Aquello era novedoso para mí y aunque aún estaba pasando el síndrome de abstinencia, me atreví a contar lo que me estaba pasando y cuales eran mis angustias con respecto a mi estado físico y de salud en general. Conseguí tomar verdadera conciencia de mi enfermedad, de que tenía que aceptar el convivir con ella, de las limitaciones que supone para mi vida. Comprendí que mi existencia podía ser un poco menos perra y que debía sembrar de flores los arenales de mi alma torturada por la incertidumbre y la sombra del “bicho” y de las drogas.

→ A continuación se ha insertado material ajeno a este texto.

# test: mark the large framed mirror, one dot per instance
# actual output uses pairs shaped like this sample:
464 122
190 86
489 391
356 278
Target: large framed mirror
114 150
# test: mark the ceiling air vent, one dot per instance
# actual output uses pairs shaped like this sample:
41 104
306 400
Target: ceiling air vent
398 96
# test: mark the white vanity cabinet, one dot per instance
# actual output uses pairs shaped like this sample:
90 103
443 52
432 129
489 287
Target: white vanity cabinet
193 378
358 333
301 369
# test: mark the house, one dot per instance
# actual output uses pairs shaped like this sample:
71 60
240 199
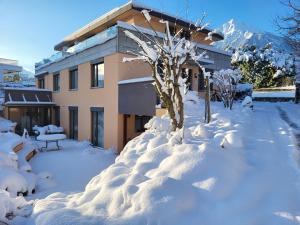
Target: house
99 98
297 83
8 67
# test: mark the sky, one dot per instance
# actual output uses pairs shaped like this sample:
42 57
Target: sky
29 29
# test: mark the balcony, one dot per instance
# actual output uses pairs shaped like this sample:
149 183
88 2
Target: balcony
87 43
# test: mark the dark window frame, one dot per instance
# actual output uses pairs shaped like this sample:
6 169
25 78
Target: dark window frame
73 79
95 115
139 123
95 74
41 83
57 115
56 82
73 122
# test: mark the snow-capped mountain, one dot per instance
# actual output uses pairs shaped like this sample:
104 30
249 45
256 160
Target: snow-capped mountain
237 35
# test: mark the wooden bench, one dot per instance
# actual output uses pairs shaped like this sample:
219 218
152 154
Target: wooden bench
48 138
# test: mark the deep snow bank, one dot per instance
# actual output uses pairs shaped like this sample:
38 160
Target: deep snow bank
156 181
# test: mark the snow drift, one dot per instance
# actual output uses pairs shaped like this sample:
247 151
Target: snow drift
226 172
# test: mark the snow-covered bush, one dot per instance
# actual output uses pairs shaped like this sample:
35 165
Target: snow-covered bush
226 81
11 207
167 59
263 67
243 90
14 177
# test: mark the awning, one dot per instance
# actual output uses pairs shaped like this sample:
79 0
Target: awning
27 97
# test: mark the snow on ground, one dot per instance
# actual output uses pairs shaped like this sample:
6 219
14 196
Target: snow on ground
252 179
69 169
273 94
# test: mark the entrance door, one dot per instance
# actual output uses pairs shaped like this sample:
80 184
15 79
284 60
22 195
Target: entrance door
73 115
97 114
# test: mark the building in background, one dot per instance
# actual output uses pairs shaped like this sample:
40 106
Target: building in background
8 67
94 95
297 82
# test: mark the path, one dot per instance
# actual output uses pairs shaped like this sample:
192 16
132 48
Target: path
271 184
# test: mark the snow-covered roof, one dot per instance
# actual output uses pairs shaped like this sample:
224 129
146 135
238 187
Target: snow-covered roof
136 80
114 13
26 89
28 103
162 35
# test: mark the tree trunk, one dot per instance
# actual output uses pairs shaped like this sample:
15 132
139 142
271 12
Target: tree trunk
207 101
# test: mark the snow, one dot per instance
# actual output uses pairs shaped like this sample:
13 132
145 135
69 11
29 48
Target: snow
239 169
51 137
65 171
247 102
237 34
244 87
273 94
26 89
6 125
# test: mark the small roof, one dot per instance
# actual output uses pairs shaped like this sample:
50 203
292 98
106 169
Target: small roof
28 97
136 80
113 14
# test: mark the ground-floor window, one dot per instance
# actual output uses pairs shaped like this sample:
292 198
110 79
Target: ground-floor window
140 122
57 116
73 115
97 115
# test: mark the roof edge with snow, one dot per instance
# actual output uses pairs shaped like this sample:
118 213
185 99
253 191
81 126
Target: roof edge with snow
114 13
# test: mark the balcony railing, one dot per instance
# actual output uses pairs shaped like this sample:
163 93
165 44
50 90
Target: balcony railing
8 61
87 43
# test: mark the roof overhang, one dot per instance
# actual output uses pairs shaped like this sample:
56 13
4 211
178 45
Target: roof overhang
112 15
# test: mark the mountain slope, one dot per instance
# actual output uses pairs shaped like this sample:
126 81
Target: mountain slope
237 35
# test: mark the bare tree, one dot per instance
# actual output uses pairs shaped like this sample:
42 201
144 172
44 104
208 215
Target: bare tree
290 24
167 57
226 82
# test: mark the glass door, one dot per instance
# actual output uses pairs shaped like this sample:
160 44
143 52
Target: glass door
97 126
73 113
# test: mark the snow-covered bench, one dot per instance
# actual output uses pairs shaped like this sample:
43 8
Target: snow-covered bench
48 138
49 129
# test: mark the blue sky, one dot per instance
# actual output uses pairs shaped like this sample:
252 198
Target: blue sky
30 28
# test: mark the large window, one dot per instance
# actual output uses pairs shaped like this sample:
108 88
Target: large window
97 126
41 83
56 85
98 75
73 79
140 122
73 115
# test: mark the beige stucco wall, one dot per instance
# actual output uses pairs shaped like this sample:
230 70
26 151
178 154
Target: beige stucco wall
86 97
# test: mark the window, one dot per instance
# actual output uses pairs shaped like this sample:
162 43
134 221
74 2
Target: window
41 83
97 126
57 116
73 79
201 85
56 85
140 122
98 75
190 79
185 34
73 116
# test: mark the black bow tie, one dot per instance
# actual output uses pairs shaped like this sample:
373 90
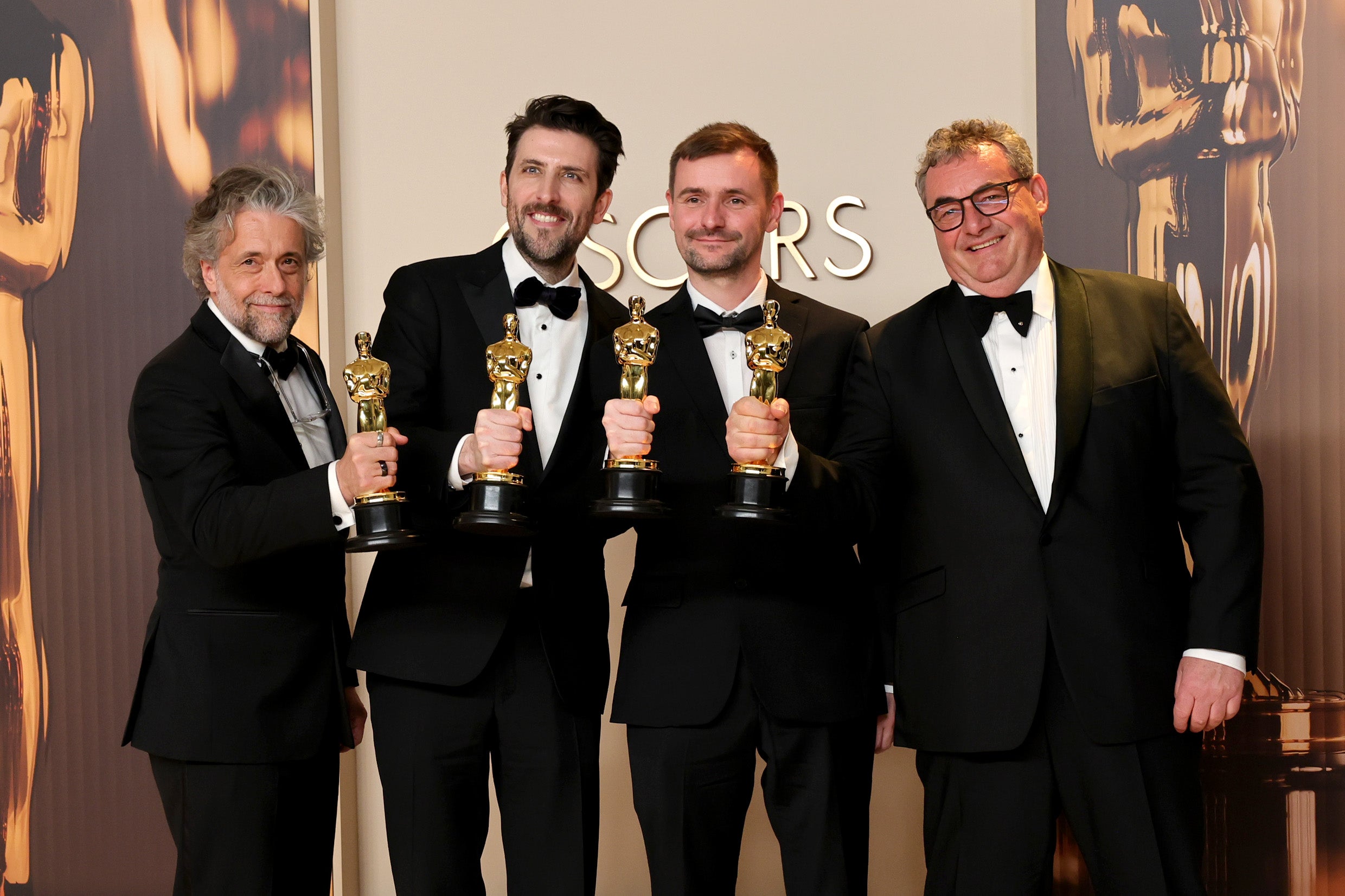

Acudí a un internista que me dio una medicación que logró estabilizar los parámetros de mis analíticas, lo cual produjo en mí sensaciones nuevas que hacía tiempo que no sentía. Comprendí que estaba equivocado con respecto a mi posición ante el asunto, que lejos de buscar la solución siempre me había dedicado a perpetuar el problema. Traté de pasar de ser mi mayor enemigo a convertirme en mi más potente aliado.

Mentiría si no dijese que es muy duro mantener esta guerra día tras día, sin tregua ni cuartel, contra el enemigo que corre por mi sangre. El cual sabiéndose inevitable vencedor fue sorprendido descuidado y vencido por mí. Trataré de seguir venciéndolo con todas las armas y argumentos que tenga a mi alcance, porque empiezo a creerme que me merezco vivir mientras me queden fuerzas para la guerra.